John M. Coetzee
Scenes from Provincial Life
BOYHOOD
This life is described with such skill, such exactitude and such relentlessness that I found myself gasping for air … Coetzee has achieved something universal in his work … a fine book, probably the best description of a childhood I have ever read.
— The Times
YOUTH
A memorable picture of the harshness London can offer to incomers … Youth is a wonderful book: a Bildungs roman, or portrait of the artist as a young man, to rank with any in the canon.
— Evening Standard
Certainly, no writer I have encountered has captured so vividly the paralysing sense of deracination that seized many of us when we found ourselves cast up on a shore that proved far more alien and hostile than our fantasies and ambitions had led us to imagine.
— The Sydney Morning Herald
SUMMERTIME
This is the third instalment of a life so reserved, so repressed, so seething with polite rage and restrained despair that it could only be approached through a third-person voice it is wonderful stuff.
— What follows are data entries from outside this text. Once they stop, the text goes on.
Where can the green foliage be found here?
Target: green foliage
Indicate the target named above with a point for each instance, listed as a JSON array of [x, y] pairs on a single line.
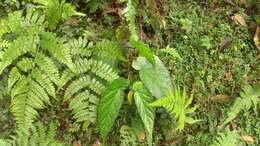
[[56, 10], [36, 135], [36, 58], [249, 97], [155, 77], [33, 72], [130, 14], [143, 50], [109, 105], [50, 74], [108, 51], [127, 136], [147, 113], [228, 138], [177, 105]]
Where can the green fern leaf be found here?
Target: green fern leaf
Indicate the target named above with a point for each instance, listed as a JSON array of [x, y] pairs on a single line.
[[177, 105], [36, 135], [228, 138]]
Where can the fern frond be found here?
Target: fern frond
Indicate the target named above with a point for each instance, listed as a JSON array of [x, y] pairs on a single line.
[[15, 50], [56, 10], [12, 24], [228, 138], [81, 83], [27, 96], [84, 82], [177, 105], [80, 47], [48, 67], [36, 135], [249, 97], [33, 74], [56, 47], [83, 107]]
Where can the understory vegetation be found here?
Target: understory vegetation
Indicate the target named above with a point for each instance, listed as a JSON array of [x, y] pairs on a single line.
[[129, 72]]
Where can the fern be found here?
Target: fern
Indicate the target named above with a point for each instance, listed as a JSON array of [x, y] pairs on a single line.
[[84, 82], [33, 70], [176, 103], [56, 10], [228, 138], [36, 135], [250, 97]]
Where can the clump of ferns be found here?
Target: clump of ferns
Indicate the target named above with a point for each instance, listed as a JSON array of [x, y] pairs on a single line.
[[42, 66]]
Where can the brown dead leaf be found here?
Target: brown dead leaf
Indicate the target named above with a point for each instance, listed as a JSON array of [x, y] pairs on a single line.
[[226, 42], [229, 75], [239, 19], [257, 37], [247, 138], [141, 136], [221, 98]]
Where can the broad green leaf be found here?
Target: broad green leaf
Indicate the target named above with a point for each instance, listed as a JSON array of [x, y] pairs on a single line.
[[146, 112], [155, 77], [109, 105], [143, 50]]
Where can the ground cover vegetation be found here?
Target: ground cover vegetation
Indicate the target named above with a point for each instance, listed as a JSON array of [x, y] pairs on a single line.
[[129, 72]]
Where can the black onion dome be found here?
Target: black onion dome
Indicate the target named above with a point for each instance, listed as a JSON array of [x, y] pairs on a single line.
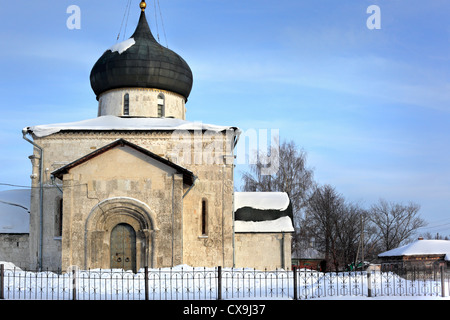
[[146, 64]]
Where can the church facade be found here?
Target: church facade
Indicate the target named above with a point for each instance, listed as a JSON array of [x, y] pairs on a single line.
[[140, 185]]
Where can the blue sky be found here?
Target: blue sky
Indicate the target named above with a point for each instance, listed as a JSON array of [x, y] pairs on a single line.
[[370, 107]]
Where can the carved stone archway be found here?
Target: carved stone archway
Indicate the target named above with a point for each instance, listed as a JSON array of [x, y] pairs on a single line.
[[105, 216]]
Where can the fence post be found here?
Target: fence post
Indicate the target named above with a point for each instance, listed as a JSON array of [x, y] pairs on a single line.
[[74, 285], [146, 282], [2, 281], [294, 269], [219, 283]]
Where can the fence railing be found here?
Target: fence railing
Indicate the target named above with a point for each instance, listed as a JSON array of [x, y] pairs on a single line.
[[186, 283]]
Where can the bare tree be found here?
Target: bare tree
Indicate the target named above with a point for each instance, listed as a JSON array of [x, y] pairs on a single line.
[[292, 177], [396, 223], [322, 221]]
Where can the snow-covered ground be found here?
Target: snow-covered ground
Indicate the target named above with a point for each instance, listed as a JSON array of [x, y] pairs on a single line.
[[187, 283]]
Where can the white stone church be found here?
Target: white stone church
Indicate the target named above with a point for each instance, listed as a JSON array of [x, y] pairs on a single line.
[[140, 185]]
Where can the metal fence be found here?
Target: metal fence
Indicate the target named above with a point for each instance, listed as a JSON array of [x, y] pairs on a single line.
[[185, 283]]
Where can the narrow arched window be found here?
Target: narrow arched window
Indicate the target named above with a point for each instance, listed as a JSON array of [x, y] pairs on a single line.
[[204, 217], [58, 217], [161, 105], [126, 104]]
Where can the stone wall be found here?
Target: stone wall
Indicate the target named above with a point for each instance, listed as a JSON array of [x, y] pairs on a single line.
[[14, 248], [275, 253], [85, 190]]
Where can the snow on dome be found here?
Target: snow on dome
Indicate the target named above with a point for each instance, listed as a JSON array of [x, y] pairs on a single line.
[[283, 224], [261, 200], [118, 123], [14, 211], [122, 46], [420, 247]]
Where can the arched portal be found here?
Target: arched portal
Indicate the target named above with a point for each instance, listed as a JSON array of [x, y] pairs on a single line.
[[123, 247], [115, 219]]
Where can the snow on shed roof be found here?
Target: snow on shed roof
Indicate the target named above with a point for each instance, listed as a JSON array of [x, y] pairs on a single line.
[[420, 247], [106, 123], [261, 200], [14, 211]]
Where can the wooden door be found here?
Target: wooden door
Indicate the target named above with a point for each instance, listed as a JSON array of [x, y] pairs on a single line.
[[123, 247]]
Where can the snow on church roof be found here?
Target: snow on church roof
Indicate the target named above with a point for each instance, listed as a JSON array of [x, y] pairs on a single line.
[[283, 224], [261, 200], [262, 212], [14, 211], [421, 247], [105, 123]]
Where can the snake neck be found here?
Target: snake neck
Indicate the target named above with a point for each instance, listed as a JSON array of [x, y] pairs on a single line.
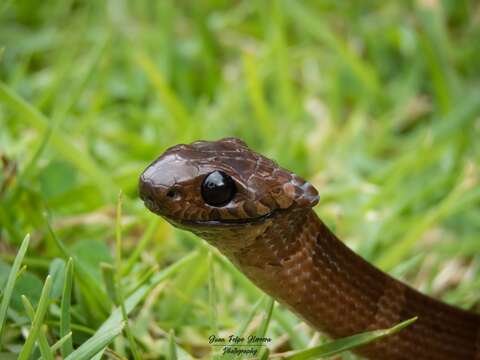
[[300, 262]]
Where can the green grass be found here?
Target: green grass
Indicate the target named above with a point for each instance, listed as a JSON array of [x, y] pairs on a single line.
[[377, 103]]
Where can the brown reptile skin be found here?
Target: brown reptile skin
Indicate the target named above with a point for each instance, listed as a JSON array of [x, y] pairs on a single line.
[[270, 232]]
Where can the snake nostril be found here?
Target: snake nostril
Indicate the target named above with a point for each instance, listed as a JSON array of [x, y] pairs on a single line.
[[173, 193]]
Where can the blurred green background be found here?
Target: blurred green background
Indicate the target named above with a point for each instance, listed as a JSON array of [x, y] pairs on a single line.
[[376, 102]]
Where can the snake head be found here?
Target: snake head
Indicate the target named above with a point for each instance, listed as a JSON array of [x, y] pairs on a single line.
[[220, 183]]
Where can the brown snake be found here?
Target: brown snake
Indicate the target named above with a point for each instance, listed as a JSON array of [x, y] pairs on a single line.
[[260, 216]]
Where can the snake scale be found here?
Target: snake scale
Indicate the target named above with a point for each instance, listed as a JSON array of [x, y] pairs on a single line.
[[260, 216]]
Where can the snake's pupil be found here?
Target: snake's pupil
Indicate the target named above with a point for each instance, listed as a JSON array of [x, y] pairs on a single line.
[[218, 188]]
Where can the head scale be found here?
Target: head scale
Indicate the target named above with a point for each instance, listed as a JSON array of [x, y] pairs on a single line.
[[172, 186]]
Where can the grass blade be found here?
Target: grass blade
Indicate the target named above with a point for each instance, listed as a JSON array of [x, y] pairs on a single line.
[[7, 294], [67, 346], [37, 321], [42, 338], [172, 347], [96, 343], [347, 343]]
But then, Coetzee is wonderful: edgy, black, remorselessly human, witty, and often outright funny.’
— Irish Times
Here in Summertime , passion exceeds argument. Here for a moment she [the reviewer] answers as a reader not with her head but with her heart.
— Australian Literary Review
As the [fictional] biography unfolds, the picture that emerges is devastatingly honest, charming, at times funny, but always self-critical. The book is not too cool or too neat. It is a stunning achievement by a man at the height of his powers.
— The Courier-Mail
Summertime is an exhilarating read. Like being played with by a magnificent lion whose paws sometimes caress but at other times the muscle and the claw send you spinning. The sly joke is that this lion puts the idea into his text that he, the writer, is inconsequential. Here is a paradox: a man such as this can write words that touch readers at the deepest level.
— The Age
Summertime is both an elegant request that the sum of Coetzee’s existence as a public figure should be looked for only in his writing, and ample evidence, once again, why that request should be honoured.
— The Guardian
Rich offerings as an imaginatively distorted and distorting portrait of the artist as outsider.
— Times Literary Supplement
The writing is luminous, revealing intellectual and emotional subtlety of a very high order.
— The Sydney Morning Herald
The three parts of Scenes from Provincial Life have appeared before as Boyhood (1997), Youth (2002), and Summertime (2009). They have been revised for republication.
I would like to express my thanks to Marilia Bandeira for assistance with Brazilian Portuguese, and to the estate of Samuel Beckett for permission to quote (in fact to misquote) from Waiting for Godot .
Scenes from Provincial Life
They live on a housing estate outside the town of Worcester, between the railway line and the National Road. The streets of the estate have tree-names but no trees yet. Their address is No. 12 Poplar Avenue. All the houses on the estate are new and identical. They are set in large plots of red clay earth where nothing grows, separated by wire fences. In each backyard stands a small block consisting of a room and a lavatory. Though they have no servant, they refer to these as ‘the servant’s room’ and ‘the servant’s lavatory’. They use the servant’s room to store things in: newspapers, empty bottles, a broken chair, an old coir mattress.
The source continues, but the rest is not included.